M5S, la giustizia allarga la crepa: Conte boccia la riforma, il blog la salva. Domenica assemblea

La giustizia è solo l'inizio. Mentre il Comitato dei 7 continua a limare le distanze sul nuovo statuto, nel Movimento il clima resta incandescente.

Foto Roberto Monaldo / LaPresse

ROMA – La giustizia è solo l’inizio. Mentre il Comitato dei 7 continua a limare le distanze sul nuovo statuto, nel Movimento il clima resta incandescente. La battaglia interna che si è aperta sulla riforma Cartabia è solo l’antipasto di quello che potrà accadere da qui a qualche settimana, con due blocchi contrapposti che si contendono la leadership dei gruppi: quello dei governisti (più numerosi) e quello dei ‘contiani’. Da par suo, Giuseppe Conte è tornato a far sentire la sua voce, scegliendo la platea dei giovani di Confindustria, ma non è un buon segnale per quanti sperano di navigare in acque tranquille. “Ho apprezzato molto il lavoro della ministra Cartabia, ma non canterei vittoria, non sono sorridente in particolare sull’aspetto della prescrizione. Siamo ritornati a quella che era nel passato ed è stata un’anomalia italiana”. Il giudizio è tranchant sul testo, frutto di una lunga mediazione con il M5S, che ha coinvolto sia Draghi che la stessa ministra Marta Cartabia: “Rispetto al resto d’Europa – prosegue Conte – stiamo dicendo che se un giudizio di appello durerà 2 giorni e un anno, se un giudizio di Cassazione durerà un anno e un giorno, il processo svanirà nel nulla. Chi canta vittoria per questa soluzione, francamente, non trova il mio consenso”.

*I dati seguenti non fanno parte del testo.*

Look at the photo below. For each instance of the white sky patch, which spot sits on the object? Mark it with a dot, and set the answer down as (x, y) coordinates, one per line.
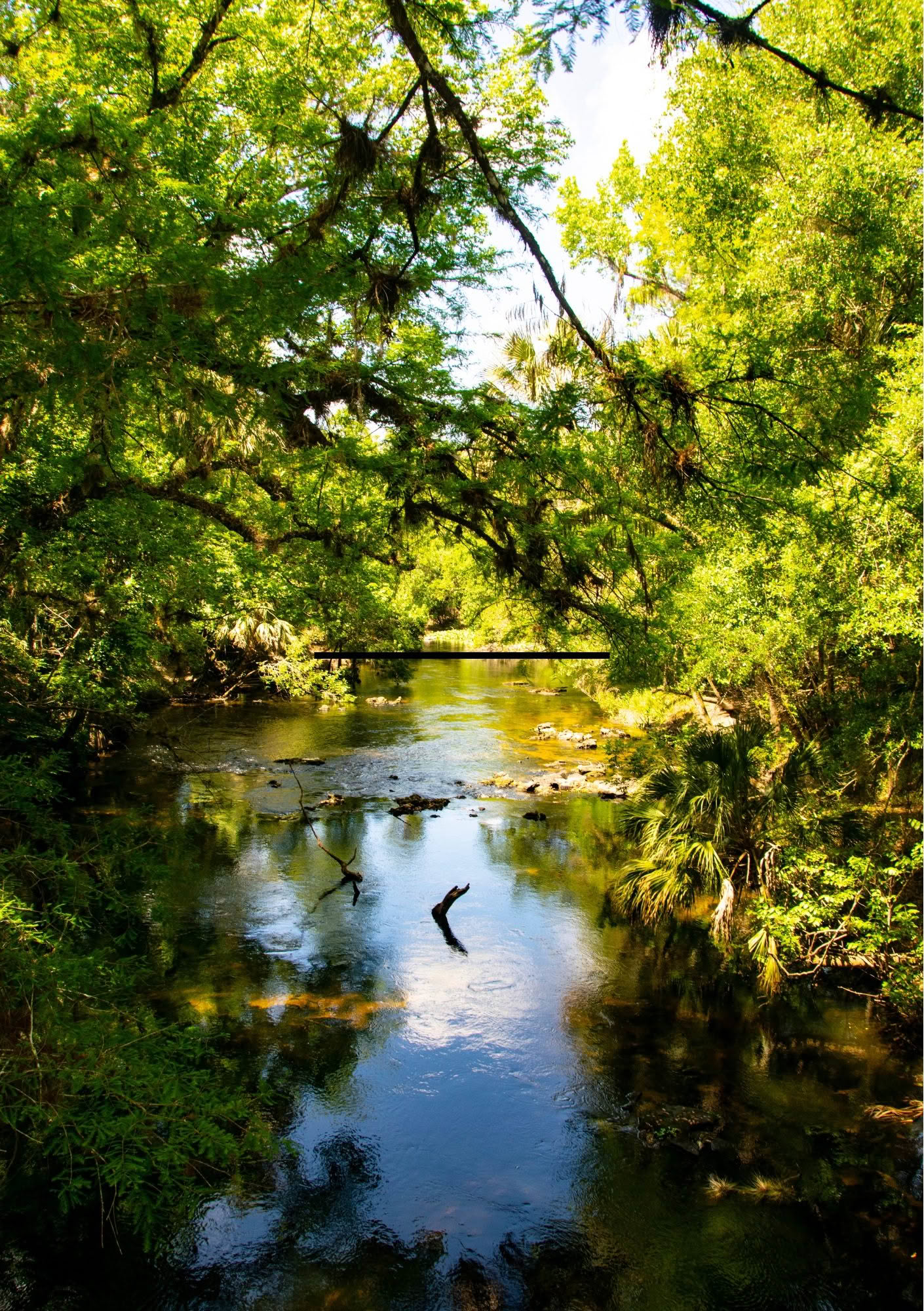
(615, 92)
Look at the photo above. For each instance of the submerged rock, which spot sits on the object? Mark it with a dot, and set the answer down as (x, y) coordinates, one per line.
(690, 1128)
(414, 804)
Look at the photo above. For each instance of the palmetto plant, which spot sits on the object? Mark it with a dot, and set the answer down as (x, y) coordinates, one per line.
(702, 825)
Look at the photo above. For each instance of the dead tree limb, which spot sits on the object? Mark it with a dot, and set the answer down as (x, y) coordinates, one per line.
(441, 909)
(344, 865)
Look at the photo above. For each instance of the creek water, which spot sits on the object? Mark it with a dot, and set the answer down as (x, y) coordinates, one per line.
(526, 1111)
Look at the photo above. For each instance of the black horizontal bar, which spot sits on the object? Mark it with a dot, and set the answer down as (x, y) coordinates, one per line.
(437, 655)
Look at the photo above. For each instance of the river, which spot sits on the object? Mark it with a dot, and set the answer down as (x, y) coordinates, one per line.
(529, 1111)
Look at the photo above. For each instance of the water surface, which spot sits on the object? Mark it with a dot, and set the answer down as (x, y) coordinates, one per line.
(528, 1111)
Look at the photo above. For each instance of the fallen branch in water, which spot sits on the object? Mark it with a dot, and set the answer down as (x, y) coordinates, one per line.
(441, 909)
(344, 865)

Il volto dell’ex presidente del Consiglio è tirato, lo scontro con Beppe Grillo ha lasciato segni evidenti. Ha accettato la mediazione ma senza accantonare del tutto l’idea di mettersi in proprio: “La leadership è una premessa per tutto quello che verrà fatto dopo – spiega ai giovani industriali -. È indispensabile chiarire questo passaggio, chiarire bene il contorno e i ruoli. Da questo punto di vista c’è un progetto statutario che si accompagna anche a quello politico. Nell’ipotesi in cui venisse pienamente condiviso, io ci sono. Altrimenti no”. Chi ha orecchie per intendere, intenda. Il garante, dopo il video dello scorso 30 giugno, in cui smorza i toni rispetto al post del giorno prima, in cui scrive di Conte che “non ha visione politica, né capacità manageriali, esperienza di organizzazioni e capacità di innovazione”, è rimasto in silenzio.

Politicamente, però, c’è. Il ‘Fatto quotidiano’ rivela – senza ricevere smentita – di una telefonata del co-fondatore con Draghi per parlare di riforma della giustizia. La stessa che Alfonso Bonafede boccia senza appelli: “Rischia di trasformarsi in una falcidia processuale che produce isole di impunità e che, comunque, allungherà i tempi dei processi”, scrive l’ex Guardasigilli su Facebook. Punzecchiando anche i suoi compagni di partito: “Purtroppo, il M5S è stato drammaticamente uguale alle altre forze politiche nonostante fosse trapelata la volontà di un’astensione. Nell’unanimità improvvisata (in Cdm, ndr) si è inevitabilmente e oggettivamente annacquata una battaglia durata dieci anni”.

E qui si palesa plasticamente la spaccatura interna, perché sul nuovo sito ufficiale del Movimento la storia viene raccontata in tutt’altro modo: “I fatti dimostrano che è stato fatto un lavoro che ha consentito di salvare la riforma della prescrizione, che gli altri partiti avrebbero voluto cancellare del tutto, con un colpo di penna”. L’unico punto su cui i due blocchi convergono è che in Parlamento occorrerà fare delle modifiche. Quali dipenderà, invece, da chi avrà il bastone del comando. Nel frattempo, dopo questo ennesima scossa, i gruppi sono sempre più disorientati e domenica si riuniranno in assemblea congiunta, con tutti i ministri M5S (Luigi Di Maio, Fabiana Dadone, Federico D’Incà e Stefano Patuanelli e la sottosegretaria alla Giustizia, Anna Macina) per parlare proprio di riforma della giustizia. Alle 16.45, proprio a cavallo tra due finali importanti per l’Italia: quella di Wimbledon con il nostro Matteo Berrettini e dell’Europeo di calcio con gli azzurri che sfidano l’Inghilterra a Wembley. Una mossa che appare strategica, perché – usando le parole del presidente della commissione Politiche Ue della Camera, Sergio Battelli – da “guerra fredda” il rischio è che “nessuno uscirà vincitore”.